Pakistan Village Council Orders 'Revenge Rape' of 16-Year-Old Girl

Tribal people leave for their villages after attending jirga, or grand meeting. (AP Photo/Ahsanullah Wazir)

A Pakistani jirga (village council) ordered the rape of a 16-year-old girl in retaliation for a rape on a 12-year-old committed by the girl’s cousin, according to police sources.


I’ll just let the BBC tell the story.

Some 20 people from Multan, Pakistan, have been arrested for ordering the rape of a teenage girl, in revenge for a rape her brother allegedly committed.

Police said the families of the two girls are related.

Members of both had joined forces to decide what should be done.

“A jirga [village council] had ordered the rape of a 16-year-old girl as punishment, as her brother had raped a 12-year-old,” police official Allah Baksh told AFP.

He said the village council was approached earlier this month by a man who said his 12-year-old sister had been raped by their cousin.

The council then ordered the complainant to rape the sister of the accused in return – which police say he did.

Pakistan’s Dawn newspaper reported that the girl was forced to appear before the group and raped in front of them and her parents.

The mothers of the two girls later filed complaints at the local police station.

Medical examinations have confirmed rape in both cases.

Another officer, Ahsan Younas, told BBC Urdu that the first girl to be raped was aged between 12 and 14. The victim of the revenge rape is said to be 16 or 17.

He said police had registered a complaint against 25 people, and that the suspect accused of raping the 12-year-old was still at large.

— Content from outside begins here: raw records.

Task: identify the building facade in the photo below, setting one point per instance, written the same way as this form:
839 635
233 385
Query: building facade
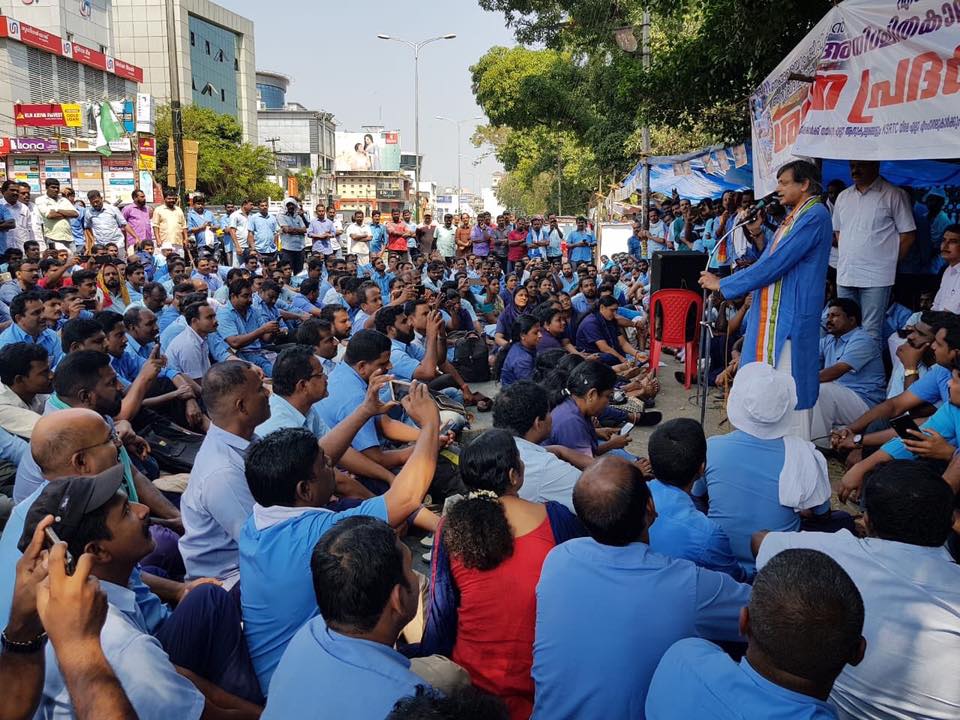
215 48
271 90
301 139
58 62
371 190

Can it get any worse? BBC’s own sources report something shockingly different:

While some reports say the group that ordered the rape was a jirga – or village council – BBC sources said it was actually formed by members of the two families.

Jirgas, a kind of council formed of local elders, often settle disputes in rural Pakistan. However, they are illegal and have been condemned for a series of controversial rulings – including ordering so-called “honour killings” and past incidents of “revenge rape”.

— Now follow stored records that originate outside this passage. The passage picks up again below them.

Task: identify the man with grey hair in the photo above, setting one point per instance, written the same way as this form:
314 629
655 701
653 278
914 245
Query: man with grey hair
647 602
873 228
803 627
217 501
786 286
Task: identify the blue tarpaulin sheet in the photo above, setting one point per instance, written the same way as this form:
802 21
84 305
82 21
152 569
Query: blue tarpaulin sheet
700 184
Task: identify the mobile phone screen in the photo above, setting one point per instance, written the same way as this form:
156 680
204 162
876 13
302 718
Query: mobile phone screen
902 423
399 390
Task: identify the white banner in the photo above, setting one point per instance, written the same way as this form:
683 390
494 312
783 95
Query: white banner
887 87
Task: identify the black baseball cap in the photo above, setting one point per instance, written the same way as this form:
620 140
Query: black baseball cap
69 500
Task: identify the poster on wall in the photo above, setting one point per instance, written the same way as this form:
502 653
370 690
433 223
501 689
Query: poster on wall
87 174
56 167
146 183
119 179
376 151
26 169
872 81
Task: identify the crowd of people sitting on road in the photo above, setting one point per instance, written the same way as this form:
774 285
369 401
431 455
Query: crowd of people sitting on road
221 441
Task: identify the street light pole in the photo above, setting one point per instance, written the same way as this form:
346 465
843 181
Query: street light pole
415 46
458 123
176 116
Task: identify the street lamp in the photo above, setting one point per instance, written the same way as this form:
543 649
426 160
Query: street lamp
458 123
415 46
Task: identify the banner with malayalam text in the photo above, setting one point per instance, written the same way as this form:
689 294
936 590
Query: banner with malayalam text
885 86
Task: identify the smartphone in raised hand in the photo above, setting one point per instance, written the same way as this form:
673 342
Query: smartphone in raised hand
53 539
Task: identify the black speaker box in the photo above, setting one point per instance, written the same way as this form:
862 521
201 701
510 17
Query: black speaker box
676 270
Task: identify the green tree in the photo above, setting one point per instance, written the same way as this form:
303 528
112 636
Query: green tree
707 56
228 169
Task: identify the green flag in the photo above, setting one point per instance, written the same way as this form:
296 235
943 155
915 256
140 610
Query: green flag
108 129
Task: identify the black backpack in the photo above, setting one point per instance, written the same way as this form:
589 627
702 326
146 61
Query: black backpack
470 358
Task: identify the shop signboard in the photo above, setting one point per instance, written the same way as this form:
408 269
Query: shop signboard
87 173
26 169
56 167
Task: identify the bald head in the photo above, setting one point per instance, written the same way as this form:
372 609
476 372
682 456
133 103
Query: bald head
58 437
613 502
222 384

This isn’t typical of Islam. You’re an Islamophobe if you try and connect what happened to the little girl, whose family agreed to watch her being raped, to the Islamic faith. Islam is a religion of peace and love. There’s nothing in the Koran to justify this.

At least, that’s the argument that will be made by Islam’s apologists. Indeed, I have no idea if such behavior is sanctioned by the Koran. But no reasonably informed, rational person can deny that Islam informs and animates the lives of these people and even if there isn’t a specific passage in the Koran that justifies it, Islam has its stamp all over this outrage.

It may be a purely cultural attitude. I know it was not uncommon for the U.S. military to pay families when their innocent loved ones were caught in the crossfire of battles with the Taliban. The same holds true for murders in many places in the world. The murderer can escape jail or execution if he pays the family of the person he killed.


But this goes beyond culture, beyond religion, beyond barbarism. The “payback” here is part of the attitude of Muslims toward women. Girls and women are expendable creatures. Violating them is all about the honor of the family if a female has had sex outside of marriage and shamed the male members of the clan. Never mind the little girl has lost her childhood and been told she’s a worthless sack of meat.

It appears that Pakistani authorities are not tolerating this behavior. That’s good. But how hard do they work to stop this inhumanity? How often do things like this go on in Pakistan and other countries that are stuck in the 8th century?

The answer is far too often and with little pushback from governments.